Dolphins: Brian Flores
If this is going to be Chris Grier's show down there, and ownership is truly trying to finally prioritize cohesion and unity, then this is the guy. Grier comes from the Patriots, and the Dolphins need to get a defensive backbone in place. It's time to raid New England in hopes of one day having someone else actually win the AFC East.

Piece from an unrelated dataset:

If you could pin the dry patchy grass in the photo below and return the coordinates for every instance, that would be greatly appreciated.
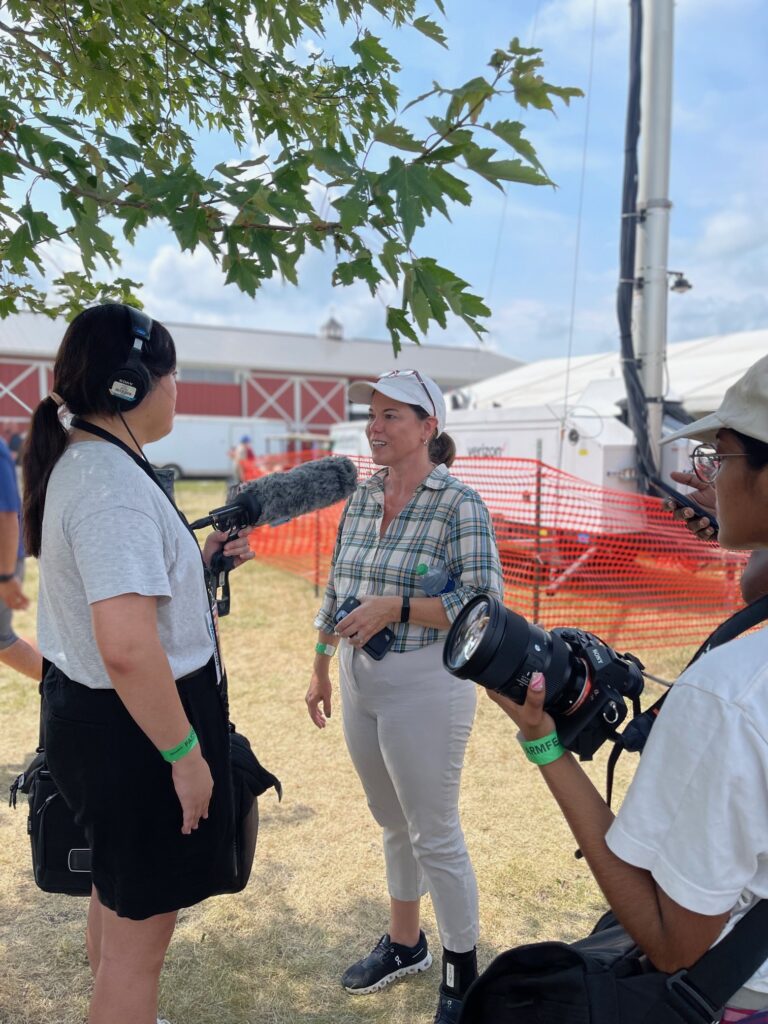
(316, 898)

Buccaneers: John Harbaugh (trade)
The Bucs have not made a splashy hire since they traded for Jon Gruden way back when. This ownership is up to something, and has a trick up its sleeve. The Bucs have been very slow to put in many interview requests, and some think they are stalling to see what happens in Baltimore. And they should be. They failed to get Chip Kelly or Gruden, again, a year ago. They can't do another Raheem Morris or Greg Schiano or Lovie Smith orDirk Koetter hire now. The stated desire to keep Jameis Winston and the existing front office would be an issue if they did make this pursuit, but then again, you don't try something this big without being willing to make massive changes to see it through. I'd offer two second-round picks the moment the Ravens' season ends -- especially if that comes Sunday -- and I'd offer Harbaugh $11 million per year with the ability to evaluate the entire team, including the quarterback. And if ownership is truly committed to Winston, then I'd be all-in on a college guy, like Kirby Smart, who comes from the same coaching tree as Jimbo Fisher, Winston's college coach, and who might best be able to make this thing work long-term.
Bengals: Eric Bieniemy
Bieniemy was a popular player for the Bengals and Mike Brown loves staying within that family tree. After 16 years of Marvin Lewis, I am looking for younger, fresher ideas and the Andy Reid coaching tree has sprouted some very fruitful coaches. If you think Hue Jackson is good for Andy Dalton, keep him around as a QB coach or whatever. Vance Joseph returning as a defensive coordinator would make sense, too.
Cardinals: Zac Taylor
The owner already aimed big by offering the keys to the kingdom to Mike McCarthy. He said no, and this was already a very tough job to fill a year ago (Munchak, for starters, walked away from it). Josh Rosen will scare some coaches, the roster is not good and they went 3-13 for reasons that went beyond just Steve Wilks. Go get Taylor, Sean McVay's most trusted assistant from division-rival Los Angeles. Let him bring his father-in-law, former NFL head coach Mike Sherman, to help him on offense and pair him with a super-experienced former NFL head coach as the defensive coordinator (Chuck Pagano? Jack Del Rio?). Sound familiar? First-round draft pick QB, coming of a difficult rookie season being coached by a staff that seemed over its head that season, who ends up flourishing in Year 2 in the perfect scheme? Oh yeah, McVay to the Rams in 2017, with Wade Phillips as the DC. Happened right in front of Cardinals ownership's eyes in that division.